The name is rooted in the Latin verb “stello” meaning “to brighten with stars,” according to a combined release from the companies. Tavares, who will run the new company, told reporters that “affordability, sustainability and safety,” will be the top three priorities, with an emphasis on clean energy technology. Analysts and investors are turning their focus to how Tavares plans to address the huge challenges facing the group – from excess production capacity to a woeful performance in China. The STELLANTIS name will be used exclusively at the Group level, as a Corporate brand. The next step in the process will be the unveiling of a logo that with the name will become the corporate brand identity. The names and the logos of the STELLANTIS Group’s constituent brands will remain unchanged.

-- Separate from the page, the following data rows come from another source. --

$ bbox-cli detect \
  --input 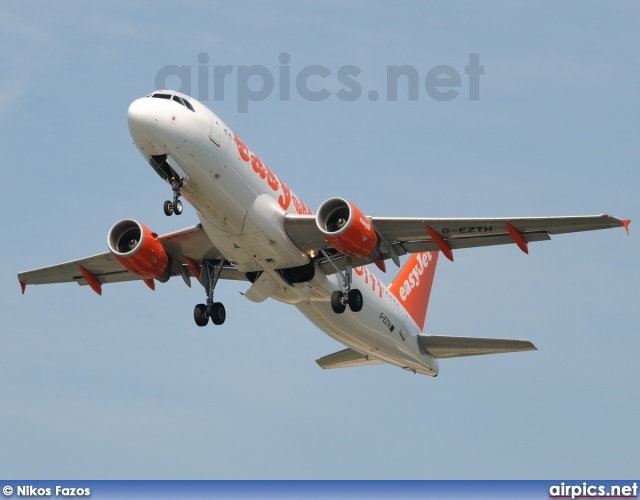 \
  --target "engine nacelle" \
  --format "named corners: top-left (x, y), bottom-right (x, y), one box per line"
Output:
top-left (107, 219), bottom-right (171, 282)
top-left (316, 198), bottom-right (378, 259)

While the tie-up is billed as a merger, the advantage goes to PSA, which will control 6 of the 11 board seats with Tavares the tie-breaker. Analysts say the Chrysler brand could be in jeopardy in the U.S., where it has only two models, the aging 300 sedan and the Pacifica minivan.

Pickups and larger SUVs “accounted for approximately 71 percent of FCA’s total U.S. retail vehicle shipments in 2019,” according to pre-merger paperwork. The new company will continue to rely heavily on the appetite for Jeep SUVs and Ram pickups in the United States. The pressures for automotive industry consolidation are likely now to increase on Ford Motor Co.and General Motors. Experts have believed for years that FCA needed a larger footprint to survive long term and a merger should help both manage the expensive task of developing new technologies in a globally competitive and rapidly evolving industry.

The Goal Is To Expand The Joint Electrified Car Portfolio To 39 Models By The End Of 2021

The combination will optimize “our investments in R&D, and improving manufacturing processes and tooling efficiencies,” he said. Before the merger is finalized, shares in the new company, to be called Stellantis, must the launched.